A report issued Monday showed how that "theoretical" hack was turned into a real-life theft. Houston police have arrested 27-year-old Matthew Allen Cook and charged him with theft in an earlier break-in at the Hyatt House Galleria. Cook was caught after a laptop he sold to a pawn shop was connected with the burglary.
White Lodging, the franchisee that manages the Houston Hyatt, told Forbes that it believes the doors opened using a device that took advantage of the aforementioned vulnerability in Onity keycard door locks. Researcher Cody Brocious demonstrated the vulnerability at the 2012 Black Hat security conference. Brocious showed how, with a homemade device built for less than $50, he was able to open hotel doors.

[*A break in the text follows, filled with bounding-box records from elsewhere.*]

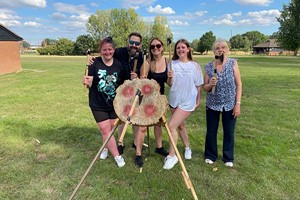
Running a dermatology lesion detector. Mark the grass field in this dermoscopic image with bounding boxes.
[0,56,300,200]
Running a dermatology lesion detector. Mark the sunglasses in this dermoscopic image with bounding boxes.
[129,40,141,46]
[150,44,161,49]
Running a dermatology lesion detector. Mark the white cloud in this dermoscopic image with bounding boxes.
[184,10,208,18]
[247,10,280,26]
[54,3,88,14]
[195,10,207,17]
[214,19,236,26]
[0,8,21,27]
[122,0,156,10]
[51,12,66,19]
[0,0,47,8]
[232,11,242,17]
[90,2,98,7]
[235,0,272,6]
[147,5,175,14]
[70,14,90,22]
[247,10,280,18]
[24,21,42,27]
[170,20,189,26]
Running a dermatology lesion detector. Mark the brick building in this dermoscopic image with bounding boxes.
[0,24,23,75]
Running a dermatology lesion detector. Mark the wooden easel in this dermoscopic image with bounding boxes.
[69,90,198,200]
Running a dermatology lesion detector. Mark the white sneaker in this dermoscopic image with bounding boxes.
[163,155,178,169]
[184,147,192,160]
[115,155,125,167]
[205,159,214,165]
[225,162,233,167]
[100,148,108,160]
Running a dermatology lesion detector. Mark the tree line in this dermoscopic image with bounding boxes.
[37,0,300,55]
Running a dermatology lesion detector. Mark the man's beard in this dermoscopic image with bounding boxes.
[127,46,140,56]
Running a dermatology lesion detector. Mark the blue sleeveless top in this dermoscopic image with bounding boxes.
[148,58,168,94]
[204,58,236,111]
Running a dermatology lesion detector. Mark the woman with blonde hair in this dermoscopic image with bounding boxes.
[163,39,203,169]
[203,39,242,167]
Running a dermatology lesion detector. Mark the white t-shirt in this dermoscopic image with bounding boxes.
[168,60,203,111]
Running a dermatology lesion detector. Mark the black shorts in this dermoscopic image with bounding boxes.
[92,110,118,123]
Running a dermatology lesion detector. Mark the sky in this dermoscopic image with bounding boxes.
[0,0,289,45]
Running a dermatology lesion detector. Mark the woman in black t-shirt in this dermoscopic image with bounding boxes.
[83,37,125,167]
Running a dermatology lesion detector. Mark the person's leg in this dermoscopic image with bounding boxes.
[132,125,139,148]
[168,108,191,156]
[204,107,220,162]
[154,124,169,156]
[178,121,190,147]
[97,119,119,157]
[154,124,163,148]
[222,110,236,162]
[135,126,147,156]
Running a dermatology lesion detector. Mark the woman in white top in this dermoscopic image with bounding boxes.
[163,39,203,169]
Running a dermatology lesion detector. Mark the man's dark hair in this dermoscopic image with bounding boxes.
[128,32,143,42]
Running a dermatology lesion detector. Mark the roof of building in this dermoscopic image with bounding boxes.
[253,39,280,48]
[0,24,23,41]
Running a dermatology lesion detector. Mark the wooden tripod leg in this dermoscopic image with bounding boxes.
[162,116,198,200]
[69,118,120,200]
[147,126,150,156]
[119,91,139,144]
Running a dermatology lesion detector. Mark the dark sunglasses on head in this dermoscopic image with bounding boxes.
[150,44,161,49]
[129,40,141,46]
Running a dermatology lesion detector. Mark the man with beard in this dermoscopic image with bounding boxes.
[89,32,143,157]
[114,32,143,155]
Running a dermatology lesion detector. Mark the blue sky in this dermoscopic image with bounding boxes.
[0,0,289,45]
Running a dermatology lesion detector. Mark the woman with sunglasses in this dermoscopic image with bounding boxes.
[83,37,125,167]
[163,39,203,169]
[135,38,169,167]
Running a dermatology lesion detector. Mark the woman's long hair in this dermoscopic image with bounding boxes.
[172,39,193,60]
[149,37,164,72]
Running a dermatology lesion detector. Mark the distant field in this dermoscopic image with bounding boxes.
[0,55,300,200]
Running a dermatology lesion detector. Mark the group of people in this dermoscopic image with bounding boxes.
[83,32,242,169]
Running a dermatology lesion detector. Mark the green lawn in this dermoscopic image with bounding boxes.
[0,56,300,200]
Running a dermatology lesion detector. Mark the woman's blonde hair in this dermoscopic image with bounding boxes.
[172,39,193,60]
[149,37,164,72]
[211,38,229,53]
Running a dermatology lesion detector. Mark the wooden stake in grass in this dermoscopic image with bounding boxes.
[84,49,91,90]
[69,118,120,200]
[162,116,198,200]
[167,38,172,70]
[132,52,139,73]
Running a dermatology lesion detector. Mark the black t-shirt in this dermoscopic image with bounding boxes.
[148,68,168,94]
[114,47,143,82]
[88,57,123,111]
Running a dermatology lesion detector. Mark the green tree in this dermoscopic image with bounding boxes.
[191,39,199,51]
[277,0,300,55]
[85,10,111,42]
[198,31,216,54]
[86,8,146,46]
[54,38,74,56]
[229,34,250,51]
[242,31,268,51]
[74,35,98,55]
[150,16,173,51]
[22,40,30,49]
[268,32,278,39]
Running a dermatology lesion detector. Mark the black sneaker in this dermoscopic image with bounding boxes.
[134,156,143,168]
[131,142,136,149]
[155,147,169,157]
[118,144,125,155]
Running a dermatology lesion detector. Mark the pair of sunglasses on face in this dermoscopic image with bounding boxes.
[129,40,141,46]
[150,44,161,49]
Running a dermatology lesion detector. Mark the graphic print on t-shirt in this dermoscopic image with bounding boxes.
[98,69,118,102]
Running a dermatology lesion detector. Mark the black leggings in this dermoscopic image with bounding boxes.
[92,110,118,123]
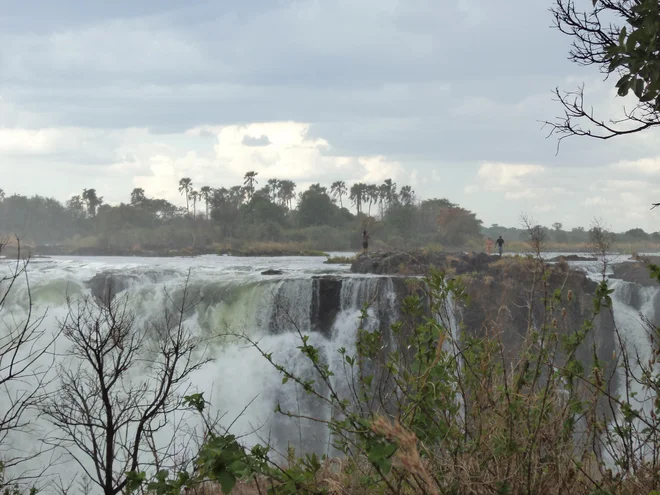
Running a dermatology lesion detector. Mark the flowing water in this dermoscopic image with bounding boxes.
[0,256,404,492]
[0,256,660,492]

Brocious’ gadget spoofs the portable programming device that hotel staffers use to control their Onity locks and set which master keys open which doors. The portable programmer plugs into a DC port on the underside of the locks, and can also open any door, even if the battery in the lock is dead. The hacking tool demonstrated at the conference was not 100 percent certain though, and only worked some of the time.
While Onity now has a fix, it requires replacing a circuit board in the reader, not the easiest or most expensive thing to do. Since the September report of the break-ins, the Houston Hyatt has resorted to an old-school remedy for the problem: it has plugged the power port with epoxy.
Interestingly enough, reports are that Onity is asking hotels to pay the cost of the replacements, rather than covering the expenses itself. While we can see why they would do that (the bottom line), making hotels pay for the cost of a manufacturer flaw may not be a good PR move.